By Sean Tessarolo and Lauren Zeleschuk
In Imperial Metals Corporation v. Factory Mutual Insurance Company, 2022 BCSC 73 the British Columbia Supreme considered an insured’s claim that its business interruption claim was subject to a $250,000,000 policy limit, rather than being limited to a $10,000,000 policy limit. The Court also considered a counterclaim by the insurer who sought to recover payment made pursuant to the policy as a result of settlements obtained by the insured with at-fault third parties. This article only addresses the insurer’s counterclaim to share in the benefits of the insured’s recovery efforts.
Imperial Metals Corporation and its subsidiary, Mount Polley Mining Corporation, which operates the Mount Polley Mine (collectively, “Imperial”) were the plaintiffs in the action. Imperial purchased a policy of insurance from the Factory Mutual Insurance Company (“Factory Mutual”) that covered property damage and business interruption losses.
In 2014, the tailing deposit facility (“TDF”) at the Mount Polley mine failed. Due to the TDF failure, the mine was shut down for a significant period of time. Imperial later estimated that it suffered over $300 million in losses due to the TDF failure, including physical damage and business interruption losses.
Factory Mutual promptly paid Imperial $10 million under the Policy pursuant to a policy provision limiting coverage for TDFs to $10 million. Imperial claimed against Factory Mutual alleging that its business interruption loss was not subject to the $10 million policy limit, but was, rather, subject to a significantly larger $250 million limit under the Policy for “earth movement”. Factory Mutual counterclaimed to recover some or all of the payments made pursuant to the Policy, as a result of the settlements Imperial reached with third parties.
B. Factory Mutual’s right to subrogation
Factory Mutual sought to recover indemnity it had already paid to Imperial under the Policy based on Imperial’s recovery from at-fault third parties. In essence, Factory Mutual only asserted its subrogation rights after Imperial had done the work to recover from the at-fault parties.
In British Columbia, an insurer’s subrogation rights are codified in section 36 of the Insurance Act, S.B.C. 2012, which provides:
36(1) The insurer, on making a payment or assuming liability under a contract, is subrogated to all rights of recovery of the insured against any person, and may bring an action in the name of the insured to enforce those rights.
(2) If the net amount recovered after deducting the costs of recovery is not sufficient to provide a complete indemnity for the loss or damage suffered, that amount must be divided between the insurer and the insured in the proportions in which the loss or damage has been borne by them respectively.
Following the TDF failure, Imperial sued the engineers of record for the mine, ultimately settling for over $108 million in 2018. In 2016, Imperial advised Factory Mutual of the claim against the engineers, and followed up on the advisement in 2017. Factory Mutual did not assert its subrogation rights until 2020 in the form of a counterclaim to Imperial’s coverage action.
Imperial argued that because Factory Mutual did not fund or share in the risk of the recovery action, it should not be entitled to share in the settlement from it.
The Court determined that the permissive right to bring an action in the insured’s name was not a condition for asserting subrogation rights under s.36 of the Insurance Act.
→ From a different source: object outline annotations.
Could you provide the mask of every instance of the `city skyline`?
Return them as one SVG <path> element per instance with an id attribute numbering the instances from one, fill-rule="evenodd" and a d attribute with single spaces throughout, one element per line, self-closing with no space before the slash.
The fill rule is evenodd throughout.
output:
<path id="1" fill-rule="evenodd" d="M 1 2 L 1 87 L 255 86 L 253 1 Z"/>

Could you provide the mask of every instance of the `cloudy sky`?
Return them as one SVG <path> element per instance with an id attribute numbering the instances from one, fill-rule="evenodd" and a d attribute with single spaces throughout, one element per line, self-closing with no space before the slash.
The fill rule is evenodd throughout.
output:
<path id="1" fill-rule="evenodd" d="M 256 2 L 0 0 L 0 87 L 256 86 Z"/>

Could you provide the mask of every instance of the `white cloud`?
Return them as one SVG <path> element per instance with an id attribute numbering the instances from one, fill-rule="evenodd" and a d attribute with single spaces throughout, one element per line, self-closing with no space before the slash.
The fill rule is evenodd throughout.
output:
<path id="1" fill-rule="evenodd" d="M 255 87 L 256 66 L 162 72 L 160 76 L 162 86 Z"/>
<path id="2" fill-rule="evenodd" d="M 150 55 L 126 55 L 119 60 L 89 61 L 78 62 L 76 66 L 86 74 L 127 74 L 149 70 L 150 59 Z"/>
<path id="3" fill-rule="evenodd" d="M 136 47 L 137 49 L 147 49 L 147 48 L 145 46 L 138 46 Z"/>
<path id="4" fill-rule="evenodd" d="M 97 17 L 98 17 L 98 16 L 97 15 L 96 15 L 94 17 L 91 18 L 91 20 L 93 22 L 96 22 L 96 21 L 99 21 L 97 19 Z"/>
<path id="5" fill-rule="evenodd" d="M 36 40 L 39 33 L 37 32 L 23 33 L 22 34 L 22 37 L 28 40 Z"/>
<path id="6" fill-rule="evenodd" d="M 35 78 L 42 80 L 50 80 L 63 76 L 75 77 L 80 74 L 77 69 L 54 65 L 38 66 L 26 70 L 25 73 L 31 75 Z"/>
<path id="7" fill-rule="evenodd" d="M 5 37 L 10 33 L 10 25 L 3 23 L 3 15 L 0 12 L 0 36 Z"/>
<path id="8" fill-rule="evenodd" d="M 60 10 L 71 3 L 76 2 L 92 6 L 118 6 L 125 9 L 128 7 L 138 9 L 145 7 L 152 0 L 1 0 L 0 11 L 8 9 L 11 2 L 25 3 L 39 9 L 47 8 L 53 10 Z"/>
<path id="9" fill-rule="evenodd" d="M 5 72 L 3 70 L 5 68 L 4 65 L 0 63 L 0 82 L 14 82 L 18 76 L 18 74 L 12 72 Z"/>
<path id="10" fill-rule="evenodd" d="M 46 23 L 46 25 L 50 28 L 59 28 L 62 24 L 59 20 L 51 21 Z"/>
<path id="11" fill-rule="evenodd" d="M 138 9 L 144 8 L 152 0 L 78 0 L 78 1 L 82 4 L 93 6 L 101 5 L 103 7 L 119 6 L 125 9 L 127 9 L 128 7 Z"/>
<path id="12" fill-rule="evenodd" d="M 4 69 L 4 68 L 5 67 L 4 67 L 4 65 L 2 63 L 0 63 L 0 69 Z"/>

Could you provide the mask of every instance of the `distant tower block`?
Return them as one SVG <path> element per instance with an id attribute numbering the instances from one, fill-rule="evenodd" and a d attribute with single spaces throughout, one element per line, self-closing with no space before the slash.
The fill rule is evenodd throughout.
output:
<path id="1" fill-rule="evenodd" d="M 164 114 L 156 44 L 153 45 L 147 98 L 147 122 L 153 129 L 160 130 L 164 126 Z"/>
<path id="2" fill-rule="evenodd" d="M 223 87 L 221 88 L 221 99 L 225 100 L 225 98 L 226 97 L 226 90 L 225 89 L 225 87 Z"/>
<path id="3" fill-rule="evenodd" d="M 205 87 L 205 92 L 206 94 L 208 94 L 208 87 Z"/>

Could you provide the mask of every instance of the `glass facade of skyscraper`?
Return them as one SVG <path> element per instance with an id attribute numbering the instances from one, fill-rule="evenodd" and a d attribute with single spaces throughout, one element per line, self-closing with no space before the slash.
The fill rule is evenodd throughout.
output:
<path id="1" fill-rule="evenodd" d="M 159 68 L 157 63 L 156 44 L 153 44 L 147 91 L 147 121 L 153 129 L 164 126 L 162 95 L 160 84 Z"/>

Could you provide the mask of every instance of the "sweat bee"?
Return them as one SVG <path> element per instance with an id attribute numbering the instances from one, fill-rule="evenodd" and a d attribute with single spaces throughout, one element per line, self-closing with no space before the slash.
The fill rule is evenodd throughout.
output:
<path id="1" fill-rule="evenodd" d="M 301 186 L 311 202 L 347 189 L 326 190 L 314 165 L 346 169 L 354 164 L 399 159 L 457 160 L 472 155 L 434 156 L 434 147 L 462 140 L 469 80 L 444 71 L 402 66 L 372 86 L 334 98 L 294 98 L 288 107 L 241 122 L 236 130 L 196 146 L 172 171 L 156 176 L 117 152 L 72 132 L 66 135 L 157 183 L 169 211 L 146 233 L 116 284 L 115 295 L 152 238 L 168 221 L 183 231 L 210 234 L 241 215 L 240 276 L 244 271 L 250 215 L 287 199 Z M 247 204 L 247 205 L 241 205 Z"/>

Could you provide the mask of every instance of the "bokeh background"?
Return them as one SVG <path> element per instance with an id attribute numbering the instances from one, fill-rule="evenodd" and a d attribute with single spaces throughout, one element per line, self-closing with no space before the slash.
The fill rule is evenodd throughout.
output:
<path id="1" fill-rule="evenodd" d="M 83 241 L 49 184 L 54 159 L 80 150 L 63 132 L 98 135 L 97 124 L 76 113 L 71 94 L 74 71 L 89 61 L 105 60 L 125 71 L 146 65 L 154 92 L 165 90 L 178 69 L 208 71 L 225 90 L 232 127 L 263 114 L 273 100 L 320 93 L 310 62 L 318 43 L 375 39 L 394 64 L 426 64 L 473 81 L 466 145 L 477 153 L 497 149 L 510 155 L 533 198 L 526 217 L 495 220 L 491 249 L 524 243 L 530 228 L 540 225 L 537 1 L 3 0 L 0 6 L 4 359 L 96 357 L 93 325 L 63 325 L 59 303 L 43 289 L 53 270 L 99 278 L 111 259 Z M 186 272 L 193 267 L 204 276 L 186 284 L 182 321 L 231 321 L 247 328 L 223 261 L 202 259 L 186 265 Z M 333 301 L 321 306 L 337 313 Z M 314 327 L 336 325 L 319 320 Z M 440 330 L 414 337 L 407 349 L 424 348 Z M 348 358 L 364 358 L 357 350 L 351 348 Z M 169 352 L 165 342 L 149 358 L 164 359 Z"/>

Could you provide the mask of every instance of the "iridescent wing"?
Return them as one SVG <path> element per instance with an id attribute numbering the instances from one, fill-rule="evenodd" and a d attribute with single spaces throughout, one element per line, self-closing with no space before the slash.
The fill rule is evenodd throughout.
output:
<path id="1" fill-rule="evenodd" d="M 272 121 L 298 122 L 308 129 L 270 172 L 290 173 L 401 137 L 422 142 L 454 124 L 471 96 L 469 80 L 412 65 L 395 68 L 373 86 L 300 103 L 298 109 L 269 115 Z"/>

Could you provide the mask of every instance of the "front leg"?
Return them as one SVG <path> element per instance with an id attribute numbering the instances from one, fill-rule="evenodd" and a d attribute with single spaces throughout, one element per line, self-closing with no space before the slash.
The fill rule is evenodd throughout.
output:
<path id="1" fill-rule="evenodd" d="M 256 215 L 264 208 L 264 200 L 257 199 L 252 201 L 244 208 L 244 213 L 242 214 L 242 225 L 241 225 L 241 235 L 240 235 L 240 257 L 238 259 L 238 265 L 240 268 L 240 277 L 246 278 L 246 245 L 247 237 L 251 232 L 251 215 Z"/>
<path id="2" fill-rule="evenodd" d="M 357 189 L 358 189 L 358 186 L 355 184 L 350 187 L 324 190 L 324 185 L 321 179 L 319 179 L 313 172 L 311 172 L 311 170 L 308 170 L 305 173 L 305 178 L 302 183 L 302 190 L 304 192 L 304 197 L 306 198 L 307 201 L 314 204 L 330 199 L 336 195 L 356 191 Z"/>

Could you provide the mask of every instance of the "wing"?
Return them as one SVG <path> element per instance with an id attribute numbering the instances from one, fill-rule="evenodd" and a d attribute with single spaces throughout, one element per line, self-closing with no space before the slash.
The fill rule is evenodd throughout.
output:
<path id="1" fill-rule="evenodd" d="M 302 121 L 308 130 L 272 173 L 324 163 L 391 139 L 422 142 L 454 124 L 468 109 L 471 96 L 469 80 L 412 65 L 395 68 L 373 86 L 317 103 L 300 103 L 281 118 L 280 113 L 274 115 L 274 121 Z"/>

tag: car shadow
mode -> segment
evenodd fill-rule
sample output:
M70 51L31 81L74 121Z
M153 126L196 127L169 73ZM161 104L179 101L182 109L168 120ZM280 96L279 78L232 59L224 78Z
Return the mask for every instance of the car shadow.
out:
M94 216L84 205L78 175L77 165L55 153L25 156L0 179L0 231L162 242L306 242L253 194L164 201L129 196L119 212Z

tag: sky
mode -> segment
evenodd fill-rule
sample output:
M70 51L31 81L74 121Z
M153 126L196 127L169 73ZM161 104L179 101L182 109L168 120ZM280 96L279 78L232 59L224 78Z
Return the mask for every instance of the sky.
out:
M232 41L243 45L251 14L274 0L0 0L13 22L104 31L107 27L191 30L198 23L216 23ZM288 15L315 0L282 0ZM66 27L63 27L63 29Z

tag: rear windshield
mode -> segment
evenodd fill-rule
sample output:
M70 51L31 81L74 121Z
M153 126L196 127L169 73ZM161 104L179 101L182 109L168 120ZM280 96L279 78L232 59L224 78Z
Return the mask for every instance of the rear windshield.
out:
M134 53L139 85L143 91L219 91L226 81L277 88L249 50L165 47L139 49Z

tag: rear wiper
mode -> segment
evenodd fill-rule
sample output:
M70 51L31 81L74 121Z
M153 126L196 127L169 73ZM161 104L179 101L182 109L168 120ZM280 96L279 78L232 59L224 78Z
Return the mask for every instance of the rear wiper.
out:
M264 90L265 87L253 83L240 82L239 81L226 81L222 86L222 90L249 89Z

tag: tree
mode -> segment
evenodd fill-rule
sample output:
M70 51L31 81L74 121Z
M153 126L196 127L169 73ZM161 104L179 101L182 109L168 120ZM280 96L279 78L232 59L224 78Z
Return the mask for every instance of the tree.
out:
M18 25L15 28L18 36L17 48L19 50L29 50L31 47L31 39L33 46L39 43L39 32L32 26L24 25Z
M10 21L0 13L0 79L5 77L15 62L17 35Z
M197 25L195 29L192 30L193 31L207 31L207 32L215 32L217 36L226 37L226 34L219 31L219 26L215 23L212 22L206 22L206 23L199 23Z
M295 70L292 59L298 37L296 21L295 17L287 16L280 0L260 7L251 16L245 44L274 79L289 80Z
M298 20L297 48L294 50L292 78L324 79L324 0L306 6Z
Rather, subrogation rights under s. 36 are automatically available when an insurer makes a payment or assumes liability under an insurance contract.
Imperial argued that Factory Mutual was estopped or barred by the duty of good faith from asserting its subrogation rights four years after learning of the action. However, Imperial did not ask Factory Mutual to participate in the litigation, Factory never told Imperial it would not assert its subrogation rights, and Factory Mutual did not take any steps that prejudiced Imperial. Therefore, Factory Mutual had not breached its duty of good faith and was not estopped from asserting its subrogation rights and sharing in the amounts recovered from the at-fault parties.
Important to the Court’s finding that Imperial was not prejudiced by Factory Mutual’s delay in asserting its subrogation rights was that, under s. 36, the costs incurred in the recovery efforts are deducted from any portion of the amount to be shared between the insurer and the insured. Therefore, Imperial would be reimbursed for its litigation costs before the funds are shared between it and Factory Mutual, to the extent of the indemnity paid by Factory Mutual.
The result in Imperial presents another option for insurers – adopt a wait-and-see approach to subrogation where an insured commences an action against at-fault parties for amounts in excess of policy limits. Insurers need to be aware that if their conduct amounts to an estoppel or breaches their duty of good faith, their ability to enjoy the benefit of their insured’s recovery is unlikely. From the insured’s perspective, at the outset of any recovery effort, the insured should request the insurer’s position on whether they intend to participate in the recovery effort and request that they do so. Taking those steps may result in an outcome opposite to that in Imperial.